The authors promote their methodology for evaluation of wound blood flow as “first in its class”, using absolute objective measurements provided by the SPY-Elite (Novadaq, Bonita Springs, FL, USA) device in their comparison of perfusion outcomes.
However, we caution the authors that quantitative blood flow measurements by plastic surgeons when managing complex wound closure situations during breast reconstructions have been well described for nearly a decade. A quantitative threshold of 23.8 arbitrary perfusion units for partial thickness necrosis using the SPY-Elite was validated by Phillips and colleagues [5] in 2014. We further believe that an acute analysis of staple and suture closure with ICG angiography assesses vasospastic, traumatized tissue, which may be a poor predictor of long-term skin survival. If the pure vascular changes associated with wound closure are sought, analysis longer than 1 hour after the procedure may be more representative of actual tissue blood flow. Wound closure essentially creates a “second hit” trauma to the local tissue and could further influence perfusion analysis. We also propose that decreased perfusion away from the incision portends a higher potential for necrosis at the wound edge, as this is where the blood flow to the incision originates. Finally, visible sutures and staples serve as signal artifacts that may skew local and region-of-interest tissue measurements.

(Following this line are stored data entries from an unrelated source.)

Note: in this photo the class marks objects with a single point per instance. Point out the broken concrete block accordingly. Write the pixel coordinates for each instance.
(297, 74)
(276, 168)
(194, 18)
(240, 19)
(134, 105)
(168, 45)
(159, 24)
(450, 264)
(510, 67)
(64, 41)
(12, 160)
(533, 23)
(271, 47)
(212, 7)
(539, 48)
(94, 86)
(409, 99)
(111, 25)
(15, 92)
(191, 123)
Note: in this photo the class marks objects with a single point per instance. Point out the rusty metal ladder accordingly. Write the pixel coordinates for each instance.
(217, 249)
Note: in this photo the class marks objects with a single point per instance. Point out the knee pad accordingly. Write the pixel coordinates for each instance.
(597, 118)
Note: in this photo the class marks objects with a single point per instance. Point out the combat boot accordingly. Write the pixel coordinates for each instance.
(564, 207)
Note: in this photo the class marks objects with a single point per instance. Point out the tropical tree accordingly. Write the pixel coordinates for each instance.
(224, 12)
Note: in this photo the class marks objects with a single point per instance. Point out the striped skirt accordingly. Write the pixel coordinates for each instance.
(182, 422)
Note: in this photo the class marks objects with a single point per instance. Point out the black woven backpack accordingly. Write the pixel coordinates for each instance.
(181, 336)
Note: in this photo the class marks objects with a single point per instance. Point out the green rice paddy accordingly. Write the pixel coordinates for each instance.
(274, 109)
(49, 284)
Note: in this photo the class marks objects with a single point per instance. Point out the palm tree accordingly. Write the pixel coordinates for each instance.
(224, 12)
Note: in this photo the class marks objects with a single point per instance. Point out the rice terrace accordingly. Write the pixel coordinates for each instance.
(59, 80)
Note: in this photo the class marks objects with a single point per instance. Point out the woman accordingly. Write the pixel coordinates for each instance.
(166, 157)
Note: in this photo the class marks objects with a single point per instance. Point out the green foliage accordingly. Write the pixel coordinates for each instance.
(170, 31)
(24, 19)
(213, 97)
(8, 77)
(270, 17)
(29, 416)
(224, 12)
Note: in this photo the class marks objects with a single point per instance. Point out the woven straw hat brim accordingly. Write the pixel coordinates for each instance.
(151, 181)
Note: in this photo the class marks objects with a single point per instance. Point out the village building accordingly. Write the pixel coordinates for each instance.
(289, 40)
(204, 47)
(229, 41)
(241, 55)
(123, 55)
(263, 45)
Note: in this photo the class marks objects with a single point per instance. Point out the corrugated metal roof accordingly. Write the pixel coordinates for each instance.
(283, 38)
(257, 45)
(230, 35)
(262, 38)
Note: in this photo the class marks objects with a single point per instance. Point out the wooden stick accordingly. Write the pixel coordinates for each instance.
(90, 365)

Normalization between samples is a considerable challenge when comparing the quantitative ICG fluorescence of two wounds. While intravenous injection makes the delivery of ICG somewhat more consistent between patients, it does not adequately control for metabolism and tissue thickness. Our group previously proposed using the maximum quantitative blood flow measured in normal tissue within the field of view as a common normalization point [1]. For any points or regions of interest highlighted within an active field, the maximum normal tissue value adjusts for delivery variance, permitting multifield and between-sample comparisons. This has been successfully applied in the quantitative, prognostic evaluation of burn wounds [2], artificial dermis invasion [3], and the diagnosis of early flap venous congestion [4]. We believe that any normalization should be based on prior models, permitting us to avoid reinventing the wheel for ICG angiography in orthopaedics.
We thank Wyles and colleagues for being the first to truly define a utility for ICG angiography in the field of orthopaedic surgery. Improved blood flow is increasingly recognized as a critical factor in the advancement of ideal orthopaedic surgery practices. We hope that the authors will consider the lessons taught by plastic surgeons as they continue to pursue new ways to use this game-changing technology.